La Redoute : il faut sortir de l’incantation

Comme tous les Roubaisiens, je suis choqué, attristé par l’annonce du plan de restructuration massif de La Redoute, qui pourrait déboucher sur la perte de 700 emplois. Bien entendu, la ville de Roubaix doit faire le maximum pour limiter la casse, et garantir la sauvegarde d’autant d’emplois que possible. Mais ceci nécessite de regarder la réalité de la situation de l’entreprise, et de sortir d’une position purement incantatoire.

La Redoute est confrontée à de réelles difficultés stratégiques (virage internet pris sur le tard et de façon malhabile, clientèle presque exclusivement féminine, déficit d’image à l’international, etc) qui plombent ses comptes et la rendent déficitaire depuis des années.  Cette position n’est pas tenable et nécessite un repositionnement majeur sur lequel le maire de Roubaix, quels que soient ses talents, n’a pas le pouvoir d’agir.

La question est donc bien plus large que la simple mise sous pression de la direction de Kering et la négociation à la baisse du nombre de suppressions d’emplois à court terme, même si cela est bien entendu une obligation.

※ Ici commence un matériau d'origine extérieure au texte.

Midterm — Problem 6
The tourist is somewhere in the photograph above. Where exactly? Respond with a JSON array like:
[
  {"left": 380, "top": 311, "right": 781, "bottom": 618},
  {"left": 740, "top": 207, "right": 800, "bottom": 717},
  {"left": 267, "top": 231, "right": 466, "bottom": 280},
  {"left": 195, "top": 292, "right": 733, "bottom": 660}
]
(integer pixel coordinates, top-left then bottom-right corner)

Le réel enjeu est de créer, avec l’appui de Kering, les conditions pour que Roubaix demeure, ou redevienne, le leader de la vente à distance. L’objectif stratégique doit être de créer un écosystème favorisant la création d’emplois quoi qu’il advienne, dans le futur, de la Redoute. Pour cela, il faudra bien plus que le campus de la gare et ses formations au e-commerce, que le maire semble considérer comme un remède à tous les maux. Bordeaux possède la référence française en matière de formation aux achats, et n’est pas pour autant une pépinière de centrales d’achats. Si Roubaix veut devenir le cœur du e-commerce, les discussions avec Kering doivent porter sur le soutien financier, logistique, humain et d’infrastructure qu’apportera Kering au plan de dévelopement défini par la mairie. La balle est donc, en premier lieu, dans le camp du maire.